Background & objectives: The reports from the countries where mumps vaccine is given as routine immunization suggest differences in mumps virus neutralizing antibody titres when tested with vaccine and wild type viruses. Such reports are unavailable from countries like India where mumps vaccine is not included in routine immunization. We, therefore, undertook this study to understand the cross-neutralization activity of Indian mumps viruses.
Methods: By using commercial mumps IgG enzyme immunoassay (EIA) and a rapid focus reduction neutralization test (FRNT), a panel of serum samples was tested. The panel consisted of 14 acute and 14 convalescent serum samples collected during a mumps outbreak and 18 archived serum samples. Two wild types (genotypes C and G) and Leningrad-Zagreb vaccine strain (genotype N) were used for the challenge experiments and FRNT titres were determined and further compared. The HN protein sequence of three mumps viruses was analyzed for the presence of key epitopes.
Results: All serum samples effectively neutralized mumps virus wild types and a vaccine strain. However, significantly lower FRNT titres were noted to wild types than to vaccine strain (P<0.05). The comparison between EIA and FRNT results revealed 95.6 per cent agreement. No amino acid changes were seen in the epitopes in the Indian wild type strains. All potential N-linked glycosylation sites were observed in Indian strains.
Interpretation & conclusions:Good cross-neutralization activity was observed for three mumps virus strains, however, higher level of FRNT titres was detected for mumps virus vaccine strain compared to Indian wild type isolates.

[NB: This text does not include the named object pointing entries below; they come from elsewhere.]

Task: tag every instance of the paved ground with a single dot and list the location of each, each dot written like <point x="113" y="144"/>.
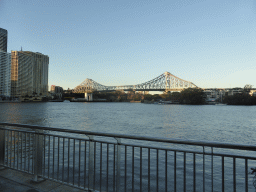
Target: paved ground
<point x="15" y="181"/>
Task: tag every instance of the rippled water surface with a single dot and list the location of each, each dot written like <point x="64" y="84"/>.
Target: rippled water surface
<point x="203" y="122"/>
<point x="233" y="124"/>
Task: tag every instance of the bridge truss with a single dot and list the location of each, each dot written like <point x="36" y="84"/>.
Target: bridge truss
<point x="164" y="82"/>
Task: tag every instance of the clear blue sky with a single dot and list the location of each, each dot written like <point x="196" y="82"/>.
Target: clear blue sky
<point x="211" y="43"/>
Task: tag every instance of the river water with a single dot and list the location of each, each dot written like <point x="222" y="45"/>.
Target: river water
<point x="232" y="124"/>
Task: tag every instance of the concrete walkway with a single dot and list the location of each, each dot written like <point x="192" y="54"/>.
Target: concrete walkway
<point x="15" y="181"/>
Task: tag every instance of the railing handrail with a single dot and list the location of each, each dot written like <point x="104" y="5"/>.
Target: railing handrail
<point x="145" y="138"/>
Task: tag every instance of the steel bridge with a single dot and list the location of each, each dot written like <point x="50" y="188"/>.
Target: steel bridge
<point x="164" y="82"/>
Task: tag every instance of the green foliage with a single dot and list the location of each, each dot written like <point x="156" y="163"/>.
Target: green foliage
<point x="193" y="96"/>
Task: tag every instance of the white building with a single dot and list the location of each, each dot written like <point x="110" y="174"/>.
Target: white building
<point x="29" y="74"/>
<point x="5" y="73"/>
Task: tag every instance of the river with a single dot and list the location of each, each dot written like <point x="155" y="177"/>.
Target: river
<point x="222" y="123"/>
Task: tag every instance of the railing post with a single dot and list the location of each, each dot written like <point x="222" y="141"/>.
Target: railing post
<point x="2" y="146"/>
<point x="118" y="161"/>
<point x="38" y="156"/>
<point x="91" y="162"/>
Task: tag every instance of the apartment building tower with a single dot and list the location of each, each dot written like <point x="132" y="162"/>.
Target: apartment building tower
<point x="5" y="65"/>
<point x="3" y="40"/>
<point x="5" y="74"/>
<point x="29" y="74"/>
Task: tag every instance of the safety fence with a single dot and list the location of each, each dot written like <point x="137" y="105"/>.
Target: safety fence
<point x="115" y="162"/>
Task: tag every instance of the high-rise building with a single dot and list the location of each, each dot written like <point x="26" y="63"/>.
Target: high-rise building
<point x="21" y="74"/>
<point x="5" y="74"/>
<point x="29" y="74"/>
<point x="3" y="40"/>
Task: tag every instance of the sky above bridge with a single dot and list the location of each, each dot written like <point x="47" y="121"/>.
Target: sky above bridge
<point x="211" y="43"/>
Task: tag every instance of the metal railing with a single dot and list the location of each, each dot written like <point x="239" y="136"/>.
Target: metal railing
<point x="115" y="162"/>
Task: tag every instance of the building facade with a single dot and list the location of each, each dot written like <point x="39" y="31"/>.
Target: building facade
<point x="29" y="74"/>
<point x="3" y="40"/>
<point x="5" y="74"/>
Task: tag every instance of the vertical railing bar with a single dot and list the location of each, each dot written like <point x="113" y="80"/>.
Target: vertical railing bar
<point x="175" y="173"/>
<point x="18" y="133"/>
<point x="246" y="175"/>
<point x="11" y="150"/>
<point x="223" y="187"/>
<point x="132" y="168"/>
<point x="63" y="157"/>
<point x="85" y="164"/>
<point x="184" y="165"/>
<point x="79" y="162"/>
<point x="44" y="154"/>
<point x="203" y="169"/>
<point x="53" y="159"/>
<point x="212" y="167"/>
<point x="166" y="168"/>
<point x="25" y="155"/>
<point x="140" y="168"/>
<point x="100" y="165"/>
<point x="125" y="167"/>
<point x="22" y="140"/>
<point x="148" y="169"/>
<point x="29" y="151"/>
<point x="107" y="164"/>
<point x="157" y="154"/>
<point x="58" y="168"/>
<point x="74" y="159"/>
<point x="114" y="167"/>
<point x="194" y="171"/>
<point x="14" y="150"/>
<point x="8" y="147"/>
<point x="68" y="157"/>
<point x="49" y="154"/>
<point x="234" y="174"/>
<point x="94" y="165"/>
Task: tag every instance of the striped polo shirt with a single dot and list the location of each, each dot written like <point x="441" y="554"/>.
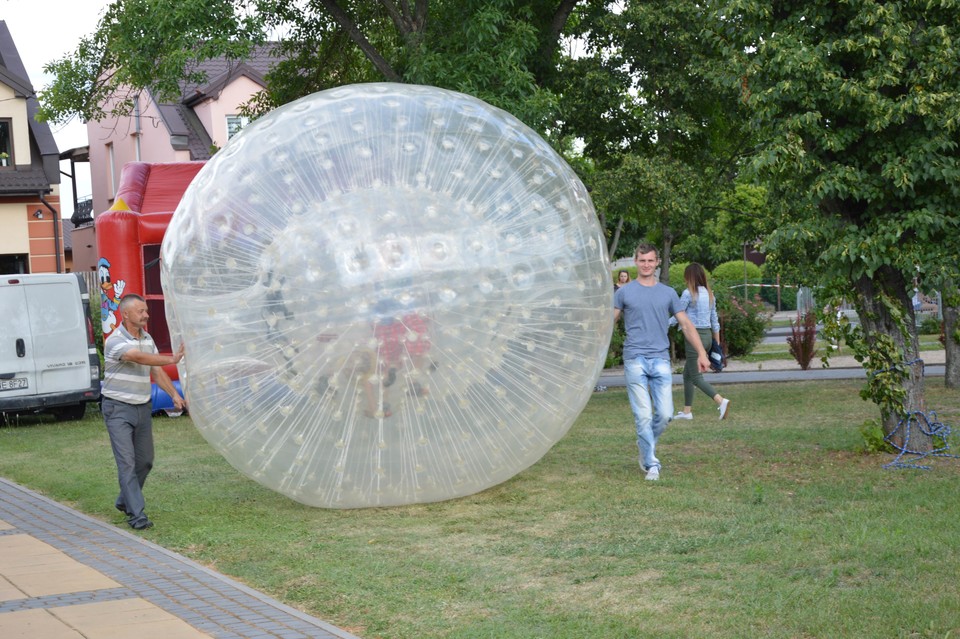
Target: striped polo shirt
<point x="123" y="381"/>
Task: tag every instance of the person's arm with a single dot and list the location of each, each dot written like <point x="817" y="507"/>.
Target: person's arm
<point x="152" y="359"/>
<point x="714" y="320"/>
<point x="684" y="304"/>
<point x="692" y="337"/>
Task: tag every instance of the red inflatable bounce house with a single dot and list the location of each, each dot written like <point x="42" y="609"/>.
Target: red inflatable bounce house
<point x="129" y="235"/>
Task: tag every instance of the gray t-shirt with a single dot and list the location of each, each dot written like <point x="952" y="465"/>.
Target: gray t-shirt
<point x="646" y="316"/>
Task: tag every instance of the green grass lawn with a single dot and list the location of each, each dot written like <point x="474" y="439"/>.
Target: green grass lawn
<point x="769" y="524"/>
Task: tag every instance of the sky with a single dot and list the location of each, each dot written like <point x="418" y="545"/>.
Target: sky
<point x="46" y="30"/>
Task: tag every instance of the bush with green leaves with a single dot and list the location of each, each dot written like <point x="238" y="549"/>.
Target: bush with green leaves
<point x="743" y="323"/>
<point x="730" y="275"/>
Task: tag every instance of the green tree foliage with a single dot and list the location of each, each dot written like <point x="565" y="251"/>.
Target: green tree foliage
<point x="858" y="104"/>
<point x="498" y="50"/>
<point x="732" y="275"/>
<point x="663" y="141"/>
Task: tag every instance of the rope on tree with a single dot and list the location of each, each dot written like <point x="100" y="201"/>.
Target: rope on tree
<point x="929" y="425"/>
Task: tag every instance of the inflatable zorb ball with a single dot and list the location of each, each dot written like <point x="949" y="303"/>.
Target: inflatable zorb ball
<point x="389" y="294"/>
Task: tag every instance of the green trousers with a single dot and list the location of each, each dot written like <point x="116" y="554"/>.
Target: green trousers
<point x="692" y="377"/>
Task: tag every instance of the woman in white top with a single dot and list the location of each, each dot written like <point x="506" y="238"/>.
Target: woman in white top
<point x="701" y="307"/>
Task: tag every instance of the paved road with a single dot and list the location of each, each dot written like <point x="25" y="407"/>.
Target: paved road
<point x="614" y="378"/>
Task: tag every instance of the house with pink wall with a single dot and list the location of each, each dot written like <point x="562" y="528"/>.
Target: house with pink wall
<point x="190" y="129"/>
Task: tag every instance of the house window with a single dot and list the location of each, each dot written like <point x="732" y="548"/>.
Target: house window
<point x="235" y="123"/>
<point x="6" y="142"/>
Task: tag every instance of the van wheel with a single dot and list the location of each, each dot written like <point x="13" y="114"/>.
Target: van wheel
<point x="69" y="413"/>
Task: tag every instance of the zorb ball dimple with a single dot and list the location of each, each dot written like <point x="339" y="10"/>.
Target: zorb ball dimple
<point x="389" y="294"/>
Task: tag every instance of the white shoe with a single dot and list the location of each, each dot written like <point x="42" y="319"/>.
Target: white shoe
<point x="723" y="408"/>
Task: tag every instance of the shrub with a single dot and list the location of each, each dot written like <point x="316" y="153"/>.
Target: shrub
<point x="742" y="322"/>
<point x="730" y="274"/>
<point x="803" y="340"/>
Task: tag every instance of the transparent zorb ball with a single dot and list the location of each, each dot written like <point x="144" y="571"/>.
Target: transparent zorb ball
<point x="389" y="294"/>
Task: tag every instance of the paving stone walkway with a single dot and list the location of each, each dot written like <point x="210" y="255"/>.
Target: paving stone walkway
<point x="64" y="575"/>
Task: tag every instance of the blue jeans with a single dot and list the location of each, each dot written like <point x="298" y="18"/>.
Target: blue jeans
<point x="649" y="387"/>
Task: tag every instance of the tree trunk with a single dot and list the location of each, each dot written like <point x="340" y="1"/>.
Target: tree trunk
<point x="615" y="239"/>
<point x="665" y="258"/>
<point x="951" y="377"/>
<point x="876" y="321"/>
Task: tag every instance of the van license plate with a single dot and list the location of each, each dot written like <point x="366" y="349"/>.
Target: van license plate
<point x="13" y="384"/>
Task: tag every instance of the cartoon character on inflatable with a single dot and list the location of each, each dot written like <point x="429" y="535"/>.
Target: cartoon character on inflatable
<point x="110" y="293"/>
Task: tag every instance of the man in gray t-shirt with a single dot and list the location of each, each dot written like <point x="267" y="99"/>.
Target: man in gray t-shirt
<point x="646" y="306"/>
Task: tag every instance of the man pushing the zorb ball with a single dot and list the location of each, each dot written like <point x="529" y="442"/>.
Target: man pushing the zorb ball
<point x="130" y="358"/>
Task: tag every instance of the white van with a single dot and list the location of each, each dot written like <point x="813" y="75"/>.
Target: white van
<point x="48" y="357"/>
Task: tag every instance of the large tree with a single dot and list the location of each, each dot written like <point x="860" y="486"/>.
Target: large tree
<point x="858" y="103"/>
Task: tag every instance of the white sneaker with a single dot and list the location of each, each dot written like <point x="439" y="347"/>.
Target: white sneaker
<point x="723" y="408"/>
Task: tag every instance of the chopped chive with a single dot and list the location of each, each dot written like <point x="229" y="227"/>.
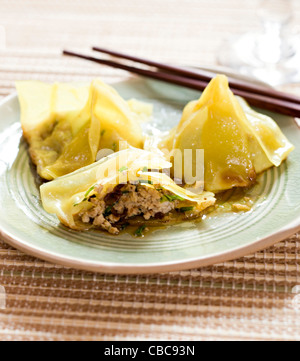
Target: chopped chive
<point x="86" y="196"/>
<point x="123" y="169"/>
<point x="145" y="182"/>
<point x="124" y="226"/>
<point x="171" y="198"/>
<point x="164" y="199"/>
<point x="107" y="211"/>
<point x="89" y="191"/>
<point x="139" y="231"/>
<point x="186" y="209"/>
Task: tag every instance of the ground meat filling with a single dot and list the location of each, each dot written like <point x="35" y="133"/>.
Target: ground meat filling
<point x="124" y="202"/>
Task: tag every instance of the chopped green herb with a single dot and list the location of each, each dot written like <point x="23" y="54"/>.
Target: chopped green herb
<point x="171" y="198"/>
<point x="107" y="211"/>
<point x="89" y="191"/>
<point x="86" y="196"/>
<point x="123" y="169"/>
<point x="145" y="182"/>
<point x="186" y="209"/>
<point x="139" y="231"/>
<point x="164" y="199"/>
<point x="124" y="226"/>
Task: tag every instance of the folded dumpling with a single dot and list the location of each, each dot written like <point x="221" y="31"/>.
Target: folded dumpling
<point x="66" y="125"/>
<point x="238" y="142"/>
<point x="117" y="190"/>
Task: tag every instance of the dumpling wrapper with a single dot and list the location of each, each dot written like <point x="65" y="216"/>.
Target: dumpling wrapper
<point x="238" y="142"/>
<point x="66" y="125"/>
<point x="67" y="196"/>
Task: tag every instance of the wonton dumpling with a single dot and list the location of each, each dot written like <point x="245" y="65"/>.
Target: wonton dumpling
<point x="119" y="188"/>
<point x="65" y="125"/>
<point x="238" y="143"/>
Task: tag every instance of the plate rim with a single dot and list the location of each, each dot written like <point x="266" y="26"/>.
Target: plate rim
<point x="151" y="268"/>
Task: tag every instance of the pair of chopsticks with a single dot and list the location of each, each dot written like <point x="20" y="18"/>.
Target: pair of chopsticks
<point x="256" y="95"/>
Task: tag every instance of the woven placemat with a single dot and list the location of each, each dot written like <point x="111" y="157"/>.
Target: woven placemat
<point x="255" y="297"/>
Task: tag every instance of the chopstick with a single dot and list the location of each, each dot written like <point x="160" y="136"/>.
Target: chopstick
<point x="203" y="75"/>
<point x="261" y="101"/>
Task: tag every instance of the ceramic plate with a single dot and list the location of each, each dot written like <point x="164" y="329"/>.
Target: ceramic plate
<point x="26" y="226"/>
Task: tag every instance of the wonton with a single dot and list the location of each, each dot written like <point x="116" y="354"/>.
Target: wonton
<point x="118" y="189"/>
<point x="66" y="125"/>
<point x="238" y="142"/>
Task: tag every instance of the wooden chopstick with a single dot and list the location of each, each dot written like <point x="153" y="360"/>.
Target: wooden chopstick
<point x="261" y="101"/>
<point x="203" y="75"/>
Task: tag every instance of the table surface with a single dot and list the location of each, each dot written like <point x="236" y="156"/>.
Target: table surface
<point x="254" y="297"/>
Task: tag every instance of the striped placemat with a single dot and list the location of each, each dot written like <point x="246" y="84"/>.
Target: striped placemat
<point x="255" y="297"/>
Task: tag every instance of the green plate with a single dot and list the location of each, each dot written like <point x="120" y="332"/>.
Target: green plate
<point x="26" y="226"/>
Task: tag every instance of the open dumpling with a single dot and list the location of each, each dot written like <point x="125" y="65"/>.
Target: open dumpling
<point x="119" y="189"/>
<point x="238" y="143"/>
<point x="66" y="125"/>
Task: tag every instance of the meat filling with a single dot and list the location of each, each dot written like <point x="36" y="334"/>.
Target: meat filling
<point x="127" y="201"/>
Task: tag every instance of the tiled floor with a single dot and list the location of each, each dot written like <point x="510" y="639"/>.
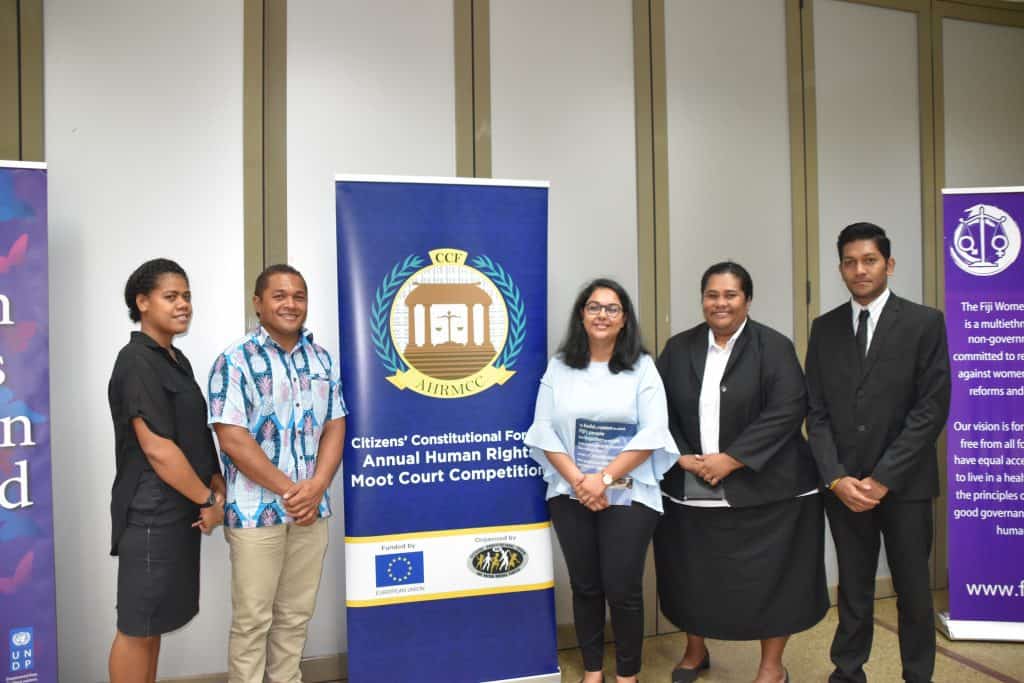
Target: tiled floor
<point x="807" y="656"/>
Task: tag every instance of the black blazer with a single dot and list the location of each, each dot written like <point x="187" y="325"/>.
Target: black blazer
<point x="764" y="402"/>
<point x="880" y="418"/>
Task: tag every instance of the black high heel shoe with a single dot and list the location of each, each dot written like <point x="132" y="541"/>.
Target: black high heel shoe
<point x="690" y="675"/>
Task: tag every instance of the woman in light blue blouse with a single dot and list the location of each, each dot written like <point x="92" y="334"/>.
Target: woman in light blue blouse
<point x="601" y="434"/>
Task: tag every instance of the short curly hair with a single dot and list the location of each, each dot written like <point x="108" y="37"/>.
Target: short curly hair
<point x="263" y="279"/>
<point x="143" y="280"/>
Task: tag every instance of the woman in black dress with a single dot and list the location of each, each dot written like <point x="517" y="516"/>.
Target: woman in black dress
<point x="739" y="552"/>
<point x="168" y="485"/>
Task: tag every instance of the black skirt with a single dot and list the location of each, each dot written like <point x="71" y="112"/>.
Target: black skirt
<point x="158" y="578"/>
<point x="742" y="573"/>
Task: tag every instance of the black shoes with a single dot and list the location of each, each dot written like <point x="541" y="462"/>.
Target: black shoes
<point x="690" y="675"/>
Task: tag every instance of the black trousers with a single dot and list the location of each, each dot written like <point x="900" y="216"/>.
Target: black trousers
<point x="906" y="527"/>
<point x="605" y="552"/>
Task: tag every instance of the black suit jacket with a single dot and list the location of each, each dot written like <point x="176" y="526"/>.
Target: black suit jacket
<point x="764" y="402"/>
<point x="881" y="417"/>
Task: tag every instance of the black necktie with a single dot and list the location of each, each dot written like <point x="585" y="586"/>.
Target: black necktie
<point x="862" y="333"/>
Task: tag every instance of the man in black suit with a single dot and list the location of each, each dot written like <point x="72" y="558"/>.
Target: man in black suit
<point x="878" y="376"/>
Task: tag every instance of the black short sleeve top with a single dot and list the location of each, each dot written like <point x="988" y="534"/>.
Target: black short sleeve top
<point x="148" y="383"/>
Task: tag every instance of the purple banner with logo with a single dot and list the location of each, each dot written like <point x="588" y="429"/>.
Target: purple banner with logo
<point x="28" y="610"/>
<point x="984" y="274"/>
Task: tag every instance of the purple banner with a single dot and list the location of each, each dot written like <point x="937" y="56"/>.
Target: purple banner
<point x="984" y="273"/>
<point x="28" y="610"/>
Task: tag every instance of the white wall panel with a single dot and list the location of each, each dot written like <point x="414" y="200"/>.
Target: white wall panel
<point x="983" y="96"/>
<point x="728" y="120"/>
<point x="143" y="140"/>
<point x="561" y="88"/>
<point x="868" y="136"/>
<point x="371" y="89"/>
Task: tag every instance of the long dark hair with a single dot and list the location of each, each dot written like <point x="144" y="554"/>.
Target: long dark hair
<point x="629" y="346"/>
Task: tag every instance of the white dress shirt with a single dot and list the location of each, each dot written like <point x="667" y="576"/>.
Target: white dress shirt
<point x="873" y="311"/>
<point x="710" y="402"/>
<point x="710" y="410"/>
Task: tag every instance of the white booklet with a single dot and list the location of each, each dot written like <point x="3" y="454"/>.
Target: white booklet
<point x="597" y="443"/>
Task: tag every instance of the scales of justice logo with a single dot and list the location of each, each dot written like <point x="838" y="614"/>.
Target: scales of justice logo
<point x="449" y="327"/>
<point x="986" y="241"/>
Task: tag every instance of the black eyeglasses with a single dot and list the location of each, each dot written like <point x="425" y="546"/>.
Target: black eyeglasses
<point x="610" y="309"/>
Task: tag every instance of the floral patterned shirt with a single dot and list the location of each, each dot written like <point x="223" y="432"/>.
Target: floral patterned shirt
<point x="284" y="399"/>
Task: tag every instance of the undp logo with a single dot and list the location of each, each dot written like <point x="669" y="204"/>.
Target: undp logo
<point x="20" y="658"/>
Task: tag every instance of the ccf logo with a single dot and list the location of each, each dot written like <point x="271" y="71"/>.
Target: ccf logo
<point x="20" y="650"/>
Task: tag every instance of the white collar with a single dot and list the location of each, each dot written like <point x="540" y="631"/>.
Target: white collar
<point x="873" y="308"/>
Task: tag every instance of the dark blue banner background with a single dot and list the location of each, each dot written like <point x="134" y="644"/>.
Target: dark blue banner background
<point x="380" y="225"/>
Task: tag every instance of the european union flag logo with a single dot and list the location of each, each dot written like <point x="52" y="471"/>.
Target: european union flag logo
<point x="399" y="568"/>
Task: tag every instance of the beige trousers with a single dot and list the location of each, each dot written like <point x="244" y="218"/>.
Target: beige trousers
<point x="275" y="572"/>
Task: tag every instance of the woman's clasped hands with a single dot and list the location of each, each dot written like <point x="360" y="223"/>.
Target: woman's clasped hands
<point x="589" y="489"/>
<point x="713" y="468"/>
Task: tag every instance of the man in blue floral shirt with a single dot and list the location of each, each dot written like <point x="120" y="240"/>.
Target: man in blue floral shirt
<point x="276" y="408"/>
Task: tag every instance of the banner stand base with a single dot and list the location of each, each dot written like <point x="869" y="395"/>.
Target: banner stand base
<point x="555" y="677"/>
<point x="973" y="630"/>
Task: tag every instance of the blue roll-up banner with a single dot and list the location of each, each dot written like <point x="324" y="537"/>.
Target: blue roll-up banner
<point x="441" y="297"/>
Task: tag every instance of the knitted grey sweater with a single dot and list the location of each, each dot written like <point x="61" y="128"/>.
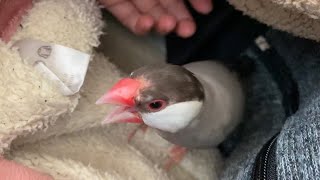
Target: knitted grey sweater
<point x="298" y="145"/>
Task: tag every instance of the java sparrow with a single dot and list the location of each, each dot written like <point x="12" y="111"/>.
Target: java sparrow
<point x="193" y="106"/>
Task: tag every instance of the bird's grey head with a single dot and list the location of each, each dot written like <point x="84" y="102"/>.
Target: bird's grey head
<point x="166" y="97"/>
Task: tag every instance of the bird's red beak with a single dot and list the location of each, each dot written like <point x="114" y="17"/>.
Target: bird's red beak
<point x="122" y="94"/>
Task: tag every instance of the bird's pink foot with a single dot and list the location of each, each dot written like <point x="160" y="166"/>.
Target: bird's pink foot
<point x="176" y="154"/>
<point x="143" y="127"/>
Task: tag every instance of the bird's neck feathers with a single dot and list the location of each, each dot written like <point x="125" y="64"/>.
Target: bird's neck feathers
<point x="174" y="117"/>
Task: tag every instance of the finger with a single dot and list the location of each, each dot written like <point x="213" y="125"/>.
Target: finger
<point x="164" y="23"/>
<point x="186" y="26"/>
<point x="202" y="6"/>
<point x="129" y="15"/>
<point x="13" y="171"/>
<point x="144" y="24"/>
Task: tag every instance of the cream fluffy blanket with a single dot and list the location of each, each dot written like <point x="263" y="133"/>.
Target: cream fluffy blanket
<point x="62" y="135"/>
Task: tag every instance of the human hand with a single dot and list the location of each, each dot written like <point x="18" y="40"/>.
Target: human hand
<point x="165" y="16"/>
<point x="10" y="170"/>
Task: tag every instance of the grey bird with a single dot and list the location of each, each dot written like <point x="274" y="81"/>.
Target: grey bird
<point x="192" y="106"/>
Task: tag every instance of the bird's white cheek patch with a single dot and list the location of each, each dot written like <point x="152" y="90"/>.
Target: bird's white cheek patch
<point x="174" y="117"/>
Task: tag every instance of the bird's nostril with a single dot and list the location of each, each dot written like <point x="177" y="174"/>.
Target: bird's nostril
<point x="156" y="105"/>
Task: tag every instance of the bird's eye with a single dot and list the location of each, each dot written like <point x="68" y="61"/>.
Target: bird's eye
<point x="156" y="105"/>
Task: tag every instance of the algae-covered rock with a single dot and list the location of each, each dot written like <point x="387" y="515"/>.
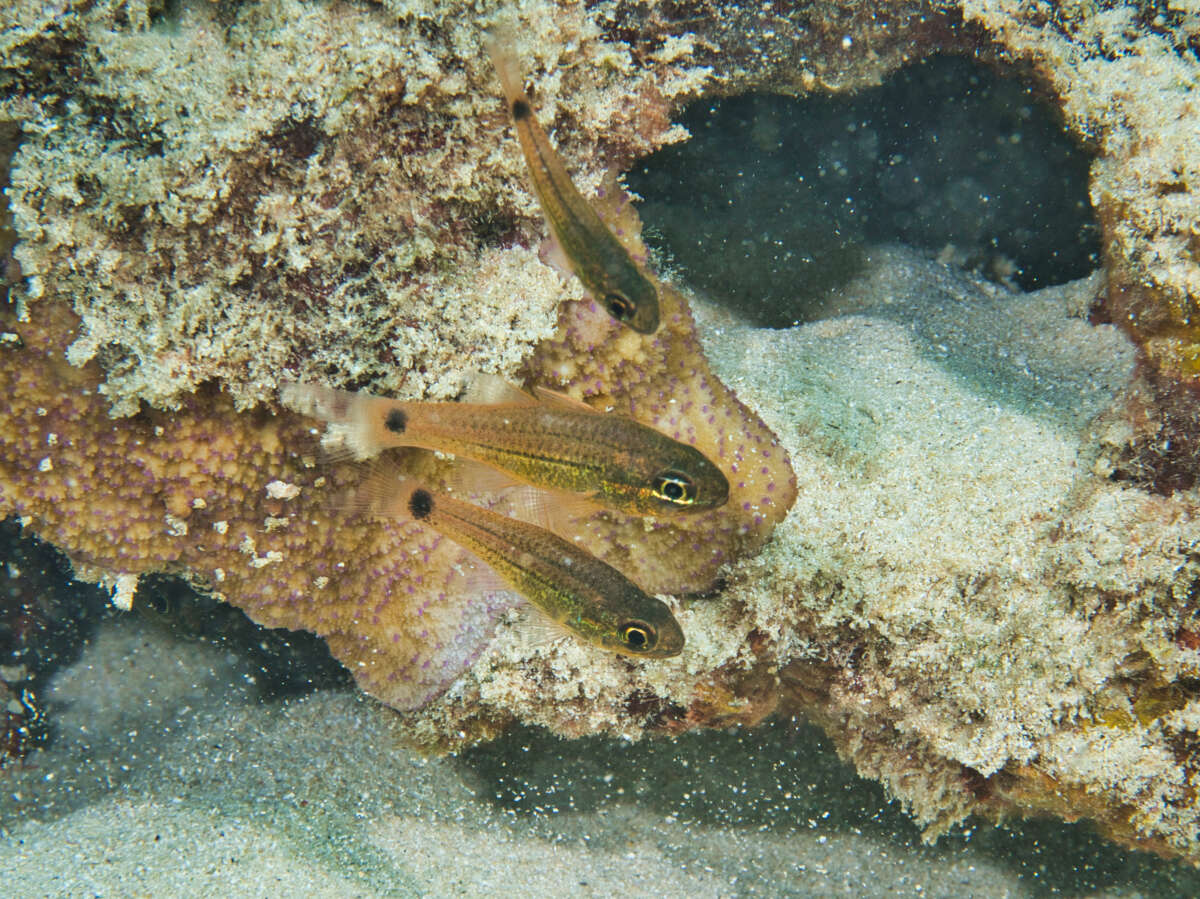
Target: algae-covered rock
<point x="972" y="594"/>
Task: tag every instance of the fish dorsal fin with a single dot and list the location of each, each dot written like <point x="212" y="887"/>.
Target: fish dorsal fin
<point x="493" y="390"/>
<point x="559" y="401"/>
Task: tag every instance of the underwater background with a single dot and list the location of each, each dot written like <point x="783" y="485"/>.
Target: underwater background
<point x="186" y="751"/>
<point x="177" y="748"/>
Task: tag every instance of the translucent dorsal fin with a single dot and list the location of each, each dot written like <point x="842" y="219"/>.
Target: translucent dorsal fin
<point x="493" y="390"/>
<point x="561" y="401"/>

Keywords: Cross-neutralization - India - mumps wild types - mumps Leningrad-Zagreb vaccine strain


How to cite this article:
Vaidya SR, Dvivedi GM, Jadhav SM. Cross-neutralization between three mumps viruses & mapping of haemagglutinin-neuraminidase (HN) epitopes. Indian J Med Res 2016;143:37-42

How to cite this URL:
Vaidya SR, Dvivedi GM, Jadhav SM. Cross-neutralization between three mumps viruses & mapping of haemagglutinin-neuraminidase (HN) epitopes. Indian J Med Res [serial online] 2016 [cited 2019 Mar 22];143:37-42. Available from: http://www.ijmr.org.in/text.asp?2016/143/1/37/178587

Mumps virus (MuV) is a member of the Paramyxoviridae family, subfamily Paramyxovirinae and belongs to the genus Rubulavirus, which only infects humans [1] . MuV has a single-stranded, negative sense RNA genome consisting of 15,384 nucleotides. The mumps virus genome encodes two surface glycoproteins, fusion (F) and haemagglutinin-neuraminidase (HN); four core proteins, nucleoprotein (N), phospho (P), matrix (M) and large protein (L); and the membrane associated small hydrophobic (SH) protein [2] . Within the MuV genome, the most sequence variation is found in the SH gene, and this region has been recommended for the genotypic classification [3] . A standard naming convention has been proposed for mumps virus genotypes that differentiated these into 12 genotypes, i.e. A-N, except for E or M [4] . However, serological tests with human serum indicate presence of a single serotype. Circulation of mumps virus genotype C has been reported from the States of Maharashtra and Tamil Nadu [5],[6] , and that of mumps genotype G from the States of Maharashtra and Punjab [5],[7] .

The HN is the major antigenic protein, known to elicit neutralizing antibodies, which may be critical for generating a protective host humoral immune response [8],[9] . A study on mumps HN sequences showed antigenic divergence between vaccine (Leningrad-Zagreb, Urabe AM9 and Jeryl Lynn-5) and wild-type mumps (genotypes C, D and G) viruses [10] . We investigated a mumps outbreak in 2012 in an unimmunized population from Osmanabad, Maharashtra, India where circulation of two different mumps viruses (genotypes- C and G) was noted in nearby villages [5] . Therefore, a study was designed to understand the cross-neutralization activity of mumps viruses isolated from two villages. In addition, mumps Leningrad-Zagreb vaccine strain (MuV-LZ) was included in the cross-neutralization study.


   Material & Methods Top


This study was conducted in the WHO National Measles Reference Laboratory, National Institute of Virology (NIV), Pune, Mahrashtra, India, during December 2013-May 2014. A panel of 46 serum samples consisting of 14 acute and 14 convalescent serum samples collected during 2012 mumps outbreak from Osmanabad district, Maharashtra, India [5] and 18 stored serum samples referred for either measles laboratory diagnosis or measles immunity testing at NIV were included. The history of clinical mumps was not available for 18 stored serum samples. All subjects were likely unimmunized for mumps, since mumps vaccine is not used in universal immunization programme in India. Additionally, during investigation detailed information about the vaccination history was taken from the patient's parents or immunization records available at primary health centres. All samples were tested using commercial mumps IgG antibody enzyme immuno assay (EIA) (Siemens Healthcare Diagnostics Products GmbH, Germany). In addition, 14 acute and 14 convalescent samples were also tested by using commercial mumps IgM antibody EIA (Siemens Healthcare Diagnostics Products GmbH, Germany) and mumps focus reduction neutralization test (FRNT) standardized at NIV.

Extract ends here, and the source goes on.